こんな場面だ(p.284~p.286)。
大森弁護士の予測通り、その晩から西村氏は攻勢に出てきた。情報分析官としての面目躍如であり、この場面だけではなく、外部からの情報が少ない独房にいながら、数少ないニュースや弁護士との接見を通して感情に押し流されそうな場面でもそれを抑え冷静な態度で情報を分析、判断していく様が伺える。と同時に、自己保身に走らず、この「国策捜査」を歴史に残すんだという強い信念、それを遂行する行動力に驚かされる。クリスチャンであるというキリスト教のバックボーンも大きいのだろう。
(中略)
部屋の電気が消えていて、机の上のノート型パソコンの灯りしかない。嫌な感じだ。西村氏が強圧的に怒鳴り上げる。
(中略)
「この話はこっち(検察庁)が汚くしているわけじゃないんだぜ。勝手に汚くなっているんだぜ。あーぁ、汚くなってきた。あんたも胸張れるような話じゃなくなってくるからな。揺さぶれば何でも出てくるぞ」
「あっ、そう」
西村氏が調室の電気をつけ、今度はにこやかに、「今日はこれくらいにしましょう。よく考えておいてください。それではまた明日」と猫撫で声で取り調べを終えた。

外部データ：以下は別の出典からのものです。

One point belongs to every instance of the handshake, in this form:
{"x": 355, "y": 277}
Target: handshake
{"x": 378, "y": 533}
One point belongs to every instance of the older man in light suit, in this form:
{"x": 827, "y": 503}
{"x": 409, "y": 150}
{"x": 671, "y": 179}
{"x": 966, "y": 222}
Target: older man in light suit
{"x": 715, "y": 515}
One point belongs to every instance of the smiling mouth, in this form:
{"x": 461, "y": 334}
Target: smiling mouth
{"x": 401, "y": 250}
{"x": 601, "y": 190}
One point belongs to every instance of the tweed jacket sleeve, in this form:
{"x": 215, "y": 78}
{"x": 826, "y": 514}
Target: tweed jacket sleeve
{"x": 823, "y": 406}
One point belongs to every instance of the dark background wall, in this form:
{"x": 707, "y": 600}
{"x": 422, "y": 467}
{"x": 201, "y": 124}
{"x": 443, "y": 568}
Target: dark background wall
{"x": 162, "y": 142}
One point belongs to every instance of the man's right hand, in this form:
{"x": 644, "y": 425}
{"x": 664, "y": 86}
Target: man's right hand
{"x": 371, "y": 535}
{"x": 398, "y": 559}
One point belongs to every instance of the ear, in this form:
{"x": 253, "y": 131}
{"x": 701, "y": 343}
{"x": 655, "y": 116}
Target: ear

実に不愉快だ。私は独房に戻ってから憤慨した。こういうことならば、黙秘よりも戦術をエスカレートさせて、独房に籠もって取り調べ自体を拒否するという手もある。裸になって全身に糞を塗りたくってもよい。しかし、西村氏が大声を出すというのは、決して検察の強さではない。とにかくゆっくり寝ることにした。そして検察が私についてどの程度データを摑んでいるのか、これまでの検察官からの質問を反芻して分析してみた。
この本は一種のドキュメンタリーであり、前半は「国策捜査」となった背景の説明を、後半は獄中での検事とのやりとりを中心に裁判に至るまでを記述する。特に後半の検事との敵味方を超えた交流は相互の立場をギリギリ超えることなく著者の強い信念と検事の仕事へのかたくなまでの熱心さとが共鳴している様が描き出されている。また、「文庫版あとがき」では本書の最大の功労者と挙げ、人事上の不利益がないよう、検察庁を牽制しているところからも検事への尊敬の意が汲み取れる。
過去の独裁者達がそうして敵対者を排除してきたように犯罪はその気になれば作られるものであることがよく分かる。ただ、鈴木宗男を対象の中心とした「国策捜査」の開始と突然の終了の指示が一体どこから出たのかは解明されていない。そういうときは「誰が一番得をしたか」を考えるべきである。
著者は鈴木宗男とあまりにも密接になりすぎたから逮捕されたとも言える。では北方領土交渉でイニシアチブを発揮した鈴木宗男を排除したかった人物は誰だ? 当時の小泉首相か? 田中眞紀子との確執を報じたマスメディアか? それとも表には出てこない誰かか? 回り回って国民ということにならないだろうか?
文庫版あとがきは30ページに上る。その後の経緯や描ききれなかった背景、また全体の構成を考慮して削除したであろう著者の思いについても詳しく述べている。今更単行本は不要ではないか。